Absolutely brilliant
11 March 2008
Warning: Spoilers
Rarely do we see a film so absorbing that offers no humour, no romance, no suspense (in the normal sense), little dramatic action and no challenge of controversial values (at least not explicitly). The latest Cannes Palm D'Or winner "4 months" is just such a one. You will not be "entertained" in the normal sense. Most will come out feeling depressed. But there is also a sense of elation in being privileged to a piece of art work that deserved to be described as nothing less than brilliant.

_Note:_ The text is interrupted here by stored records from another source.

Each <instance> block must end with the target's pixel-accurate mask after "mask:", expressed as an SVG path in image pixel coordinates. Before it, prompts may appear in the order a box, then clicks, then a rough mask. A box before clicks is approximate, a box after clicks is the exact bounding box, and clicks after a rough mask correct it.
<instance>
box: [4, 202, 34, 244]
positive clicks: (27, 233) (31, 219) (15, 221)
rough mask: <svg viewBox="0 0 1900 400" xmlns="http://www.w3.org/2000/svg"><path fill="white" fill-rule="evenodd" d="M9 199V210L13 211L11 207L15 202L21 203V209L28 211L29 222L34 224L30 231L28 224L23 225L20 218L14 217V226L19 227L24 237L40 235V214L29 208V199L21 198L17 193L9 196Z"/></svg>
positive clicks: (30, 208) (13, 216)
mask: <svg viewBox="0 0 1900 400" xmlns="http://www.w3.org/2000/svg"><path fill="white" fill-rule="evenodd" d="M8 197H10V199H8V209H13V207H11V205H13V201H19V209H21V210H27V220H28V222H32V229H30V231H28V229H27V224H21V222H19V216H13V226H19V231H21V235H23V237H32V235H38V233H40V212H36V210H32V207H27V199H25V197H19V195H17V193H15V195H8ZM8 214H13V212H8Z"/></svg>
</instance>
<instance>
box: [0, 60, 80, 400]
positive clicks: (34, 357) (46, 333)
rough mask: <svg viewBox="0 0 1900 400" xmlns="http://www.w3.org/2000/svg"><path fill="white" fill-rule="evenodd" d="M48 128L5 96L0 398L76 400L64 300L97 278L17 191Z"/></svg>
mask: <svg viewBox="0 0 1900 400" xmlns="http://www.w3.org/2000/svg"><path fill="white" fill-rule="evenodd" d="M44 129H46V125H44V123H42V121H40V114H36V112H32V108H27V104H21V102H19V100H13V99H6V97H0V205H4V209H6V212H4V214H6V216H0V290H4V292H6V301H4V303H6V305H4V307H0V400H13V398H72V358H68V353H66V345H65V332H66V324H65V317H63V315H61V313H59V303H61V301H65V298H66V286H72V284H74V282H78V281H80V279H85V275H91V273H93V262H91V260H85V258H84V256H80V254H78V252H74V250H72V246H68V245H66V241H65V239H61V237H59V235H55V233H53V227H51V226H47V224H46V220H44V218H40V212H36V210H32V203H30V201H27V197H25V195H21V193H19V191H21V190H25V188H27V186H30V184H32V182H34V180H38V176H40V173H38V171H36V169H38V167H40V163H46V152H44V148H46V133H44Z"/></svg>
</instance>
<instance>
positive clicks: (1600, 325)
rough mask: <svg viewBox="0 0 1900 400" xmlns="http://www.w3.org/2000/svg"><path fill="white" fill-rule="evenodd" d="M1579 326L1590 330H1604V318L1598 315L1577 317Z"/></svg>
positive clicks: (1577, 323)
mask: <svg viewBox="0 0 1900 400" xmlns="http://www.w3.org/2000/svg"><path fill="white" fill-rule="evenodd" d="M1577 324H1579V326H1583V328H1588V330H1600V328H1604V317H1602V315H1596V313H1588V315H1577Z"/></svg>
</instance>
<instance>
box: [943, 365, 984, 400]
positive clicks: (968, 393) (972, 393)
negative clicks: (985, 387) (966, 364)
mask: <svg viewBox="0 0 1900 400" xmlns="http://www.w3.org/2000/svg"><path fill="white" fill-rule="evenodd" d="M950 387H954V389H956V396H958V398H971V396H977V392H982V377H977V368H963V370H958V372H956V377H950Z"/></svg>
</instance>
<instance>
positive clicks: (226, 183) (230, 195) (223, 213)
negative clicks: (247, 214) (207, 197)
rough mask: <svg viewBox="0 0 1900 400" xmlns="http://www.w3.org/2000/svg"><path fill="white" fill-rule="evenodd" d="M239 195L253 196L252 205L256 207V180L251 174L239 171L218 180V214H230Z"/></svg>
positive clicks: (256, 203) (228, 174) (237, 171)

The plot is simple. In a time span of less than 24 hours, the audience witness and experience a chillingly realistic abortion. Without ceremony or preliminaries, the camera takes the audience right into a crummy apartment in 1987 Romania occupied by two students, where Gabita is packing to spend a few days in a hotel for an abortion while Otilia is helping her. However, this is really Otilia's story. In the next little while, we see her scrambling when the hotel booking falls through, having an argument with her boyfriend who wants her to come to his mother's birthday dinner in the evening and making initial contact with the man who will perform the abortion for her friend Gabita. The rest of the story takes place in the hotel where the abortion is performed and Otilia's boyfriend's place where she spends an hour to attend the birthday dinner.

Of the four characters, the boyfriend has been designed to be common and unimpressive. The man performing the abortion is no doubt a villain but comes across more as unscrupulously self-serving and utilitarian and rather than outright evil. It is in Gabita that we have an unusual type of "villain", one that you may end up detesting even more than Anton Chigurh in "No country for old men". In Gabita is the description "clueless" redefined – utmost irresponsibility, endless procrastination, lying for convenience (an illusion of an easy-way-out). All this doesn't really matter as you start to lose patience with and cares less and less for this character, until you see that as a result, what Otilia has to go through in unflinching loyalty to her friend refining the word "hero" (a word, incidentally, that doesn't need any and gender differentiation).

In today's Hollywood trend of film shooting, editing and cutting that leaves your head spinning and completely empty afterwards, the camera work of "4 months" is beautifully refreshing. At the start, there are some long shots covering physically moving scenes, giving you a realistic experience of being right there at the scene rather than watching at a distance. Wisely, these are not overused. There are also stationary shots reminiscent of Yasujiro Ozu. One particularly brilliant scene is at the dinner table where Otilia is positioned right at the centre of the frame, with her boyfriend and his parents beside her, as if you are one of the dinner guests looking across the dinner table. For full ten minutes the camera is completely stationary, as the animated conversion goes on around her and is sometimes directed at her eliciting brief, polite responses. With model minimalism, Anamaria Marinca conveys, pitch-perfect, Otilia's uneasiness in this less-than-desirable company, her growing anxiety thinking about her friend left alone in the hotel room waiting for the abortion device implanted by the "doctor" to take effect, the surfacing frustration with her relationship with her boyfriend and a whole range of layers of emotions – full ten minutes at the dead centre of an uncompromising camera. Just for these ten minutes, she should win an Oscar.

"4 month" does not have any background music (same as "No country for old men") and the life drama plays out naturally without any dramatization. Yet the palpable underlying tension makes you hold your breath. I don't recall a 90% full cinema ever being so quiet, particularly when there are long moments of complete silence on the screen, when you can hear a pin drop. The audience is so captivated that they hardly breath.

"4 months" does not preach. It is not a morality debate about abortion. What it shows mercilessly (to the audience, including the image of a jettisoned fetus at 4 months 3 weeks and 2 days) the brutal reality two young women faced in totalitarian Romania in the 1980s, in trying to get an illegal abortion as well as in daily life. One of the most deserved Cannes' winners in recent years.